Он писал без натужинки,
а гулял -
вдосталь весело
и достался в натурщики
самому Достоевскому!
Но чем дольше,
чем дольше
жил в грызне и грязи,
был все больше он должен
Богу,
людям,
Руси.
И тюрьма долговая,
затянув его в пасть,
долго не отдавая,
им натешилась всласть.
Жизнь швырнула недаром,
словно грош дармовой,
чувство Божьего дара,
как тюрьмы долговой.
И святые,
греховные,
в нас незвано вселясь,
Аполлоны Григорьевы
раздирают всех нас.
И в закон не загонят нас -
здесь у власти промашечка.
В нас во всех незаконистость,
а еще "чибиряшечка".
Брать пример нынче не с кого.
Нас не надо спасать.
Да вот нет Достоевского,
чтобы нас написать.
* * *
Нет, не рожден я биться лбом,
Ни терпеливо ждать в передней,
Ни есть за княжеским столом,
Ни с умиленьем слушать бредни.
Нет, не рожден я быть рабом,
Мне даже в церкви за обедней
Бывает скверно, каюсь в том,
Прослушать Августейший дом.1
И то, что чувствовал Марат,
Порой способен понимать я,
И будь сам Бог аристократ,
Ему б я гордо пел проклятья...
Но на кресте распятый Бог
Был сын толпы и демагог.2
1845 или 1846
* * *
О, говори хоть ты со мной,
Подруга семиструнная!
Душа полна такой тоской,
А ночь такая лунная!
Вон там звезда одна горит
Так ярко и мучительно,
Лучами сердце шевелит,
Дразня его язвительно.
Чего от сердца нужно ей?
Ведь знает без того она,
Что к ней тоскою долгих дней
Вся жизнь моя прикована...
И сердце ведает мое,
Отравою облитое,
Что я впивал в себя ее
Дыханье ядовитое...
Я от зари и до зари
Тоскую, мучусь сетую...
Допой же мне - договори
Ты песню недопетую.
Договори сестры твоей
Все недомолвки странные...
Смотри: звезда горит ярчей...
О, пой, моя желанная!
И до зари готов с тобой
Вести беседу эту я...
Договори лишь мне, допой
Ты песню недопетую!
<1857>
ЦЫГАНСКАЯ ВЕНГЕРКА
ОТРЫВОК
Две гитары, зазвенев,
Жалобно заныли...
С детства памятный напев,
Старый друг мой - ты ли?
Как тебя мне не узнать?
На тебе лежит печать
Буйного похмелья,
Горького веселья!
Это ты, загул лихой,
Ты - слиянье грусти злой
С сладострастьем баядерки -
Ты, мотив венгерки!
Квинты резко дребезжат,
Сыплют дробью звуки...
Звуки ноют и визжат,
Словно стоны муки.
Что за горе?

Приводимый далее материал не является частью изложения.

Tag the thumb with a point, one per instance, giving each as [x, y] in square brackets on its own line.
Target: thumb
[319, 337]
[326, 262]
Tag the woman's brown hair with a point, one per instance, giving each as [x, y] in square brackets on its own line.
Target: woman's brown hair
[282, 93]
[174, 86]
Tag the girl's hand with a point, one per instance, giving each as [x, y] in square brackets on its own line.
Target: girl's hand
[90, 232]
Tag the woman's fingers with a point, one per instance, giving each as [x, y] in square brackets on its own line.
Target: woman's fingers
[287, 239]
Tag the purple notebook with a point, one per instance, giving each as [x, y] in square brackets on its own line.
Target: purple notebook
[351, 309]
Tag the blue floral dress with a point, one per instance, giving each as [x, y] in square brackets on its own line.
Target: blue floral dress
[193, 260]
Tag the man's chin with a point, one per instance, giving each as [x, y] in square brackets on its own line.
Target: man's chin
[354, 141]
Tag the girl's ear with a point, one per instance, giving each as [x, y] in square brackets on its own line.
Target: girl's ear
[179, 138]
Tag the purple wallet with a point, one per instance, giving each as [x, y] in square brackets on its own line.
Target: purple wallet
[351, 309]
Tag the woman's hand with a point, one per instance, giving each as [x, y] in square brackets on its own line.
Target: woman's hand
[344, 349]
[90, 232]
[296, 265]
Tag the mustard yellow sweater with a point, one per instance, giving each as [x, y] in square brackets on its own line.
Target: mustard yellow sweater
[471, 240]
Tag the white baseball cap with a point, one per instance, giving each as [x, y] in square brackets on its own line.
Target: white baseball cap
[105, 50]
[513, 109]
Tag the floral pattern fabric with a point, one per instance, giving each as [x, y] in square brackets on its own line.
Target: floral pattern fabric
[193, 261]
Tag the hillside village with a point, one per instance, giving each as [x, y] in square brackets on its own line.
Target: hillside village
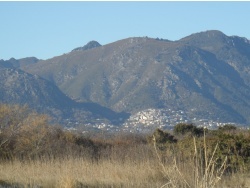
[148, 120]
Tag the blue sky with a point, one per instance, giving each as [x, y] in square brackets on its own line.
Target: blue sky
[48, 29]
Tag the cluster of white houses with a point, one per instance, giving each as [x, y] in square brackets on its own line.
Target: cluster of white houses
[150, 119]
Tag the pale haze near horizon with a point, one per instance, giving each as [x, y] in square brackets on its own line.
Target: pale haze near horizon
[48, 29]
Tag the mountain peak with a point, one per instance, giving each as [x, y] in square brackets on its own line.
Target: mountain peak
[89, 45]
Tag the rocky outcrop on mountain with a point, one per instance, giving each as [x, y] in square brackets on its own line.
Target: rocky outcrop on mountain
[90, 45]
[205, 74]
[18, 87]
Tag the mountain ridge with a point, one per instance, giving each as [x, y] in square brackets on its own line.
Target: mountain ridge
[205, 74]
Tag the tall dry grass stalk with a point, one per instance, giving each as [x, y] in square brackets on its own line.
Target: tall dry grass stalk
[76, 172]
[206, 173]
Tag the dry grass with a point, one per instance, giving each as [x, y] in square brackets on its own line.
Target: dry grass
[77, 172]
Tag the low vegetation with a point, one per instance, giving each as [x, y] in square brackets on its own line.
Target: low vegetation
[34, 153]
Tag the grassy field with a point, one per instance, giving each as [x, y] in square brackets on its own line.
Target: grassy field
[35, 154]
[139, 167]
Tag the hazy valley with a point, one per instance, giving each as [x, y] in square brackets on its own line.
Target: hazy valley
[204, 75]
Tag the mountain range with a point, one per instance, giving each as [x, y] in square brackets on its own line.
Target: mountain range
[205, 74]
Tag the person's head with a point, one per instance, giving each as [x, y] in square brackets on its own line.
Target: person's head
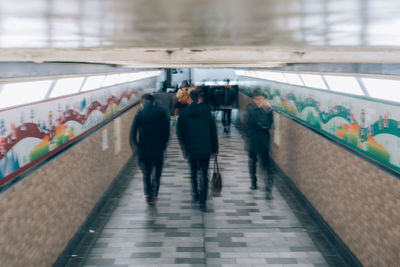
[258, 96]
[194, 95]
[185, 83]
[147, 98]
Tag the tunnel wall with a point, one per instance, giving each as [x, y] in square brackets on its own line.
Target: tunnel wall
[42, 212]
[358, 200]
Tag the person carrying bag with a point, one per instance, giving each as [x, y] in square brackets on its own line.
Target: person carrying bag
[216, 180]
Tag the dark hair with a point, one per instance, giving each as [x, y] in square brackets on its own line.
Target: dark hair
[257, 92]
[146, 98]
[164, 86]
[194, 95]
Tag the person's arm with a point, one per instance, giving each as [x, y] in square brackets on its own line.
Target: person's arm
[171, 104]
[165, 126]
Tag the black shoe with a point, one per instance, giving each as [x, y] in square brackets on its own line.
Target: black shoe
[253, 187]
[203, 206]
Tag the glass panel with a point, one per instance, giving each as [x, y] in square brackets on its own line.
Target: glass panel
[14, 94]
[344, 84]
[293, 78]
[312, 80]
[382, 88]
[93, 82]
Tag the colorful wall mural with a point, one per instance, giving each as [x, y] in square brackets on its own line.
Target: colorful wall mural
[369, 126]
[28, 133]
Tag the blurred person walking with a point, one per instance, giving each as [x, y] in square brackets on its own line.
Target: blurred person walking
[149, 136]
[164, 100]
[257, 124]
[197, 135]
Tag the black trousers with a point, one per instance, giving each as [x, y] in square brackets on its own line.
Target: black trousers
[263, 154]
[226, 117]
[151, 186]
[199, 186]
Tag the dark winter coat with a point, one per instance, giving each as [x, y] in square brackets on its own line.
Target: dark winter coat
[197, 132]
[257, 122]
[150, 132]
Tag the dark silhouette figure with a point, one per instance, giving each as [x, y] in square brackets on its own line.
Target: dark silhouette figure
[258, 122]
[197, 134]
[149, 135]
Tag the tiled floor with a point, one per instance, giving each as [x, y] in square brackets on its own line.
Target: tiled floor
[240, 228]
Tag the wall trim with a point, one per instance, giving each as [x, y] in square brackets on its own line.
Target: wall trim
[342, 249]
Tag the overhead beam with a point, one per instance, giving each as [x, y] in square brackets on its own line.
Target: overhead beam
[256, 56]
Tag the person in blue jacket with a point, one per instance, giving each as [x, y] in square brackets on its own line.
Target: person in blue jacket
[149, 136]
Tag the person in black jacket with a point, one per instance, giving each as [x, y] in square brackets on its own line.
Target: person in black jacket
[197, 135]
[149, 135]
[258, 121]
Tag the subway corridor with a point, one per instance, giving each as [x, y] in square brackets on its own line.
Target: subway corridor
[240, 228]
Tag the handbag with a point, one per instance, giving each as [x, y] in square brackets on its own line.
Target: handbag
[216, 180]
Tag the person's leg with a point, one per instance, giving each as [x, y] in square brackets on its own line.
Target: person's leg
[193, 169]
[253, 170]
[159, 164]
[224, 117]
[147, 169]
[204, 180]
[269, 179]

Плюнь, да пей!
Ты завей его, завей
Веревочкой горе!
Топи тоску в море!
Вот проходка по баскам
С удалью небрежной,
А за нею - звон и гам,
Буйный и мятежный.
Перебор... и квинта вновь
Ноет-завывает;
Приливает к сердцу кровь,
Голова пылает.
Чибиряк, чибиряк, чибиряшечка,
С голубыми ты глазами, моя душечка!
<1857>
1 Во время литургии священник начинал петь "во здравие" с членов царской семьи.
2 Здесь в исходном значении: предводитель народа, демократ.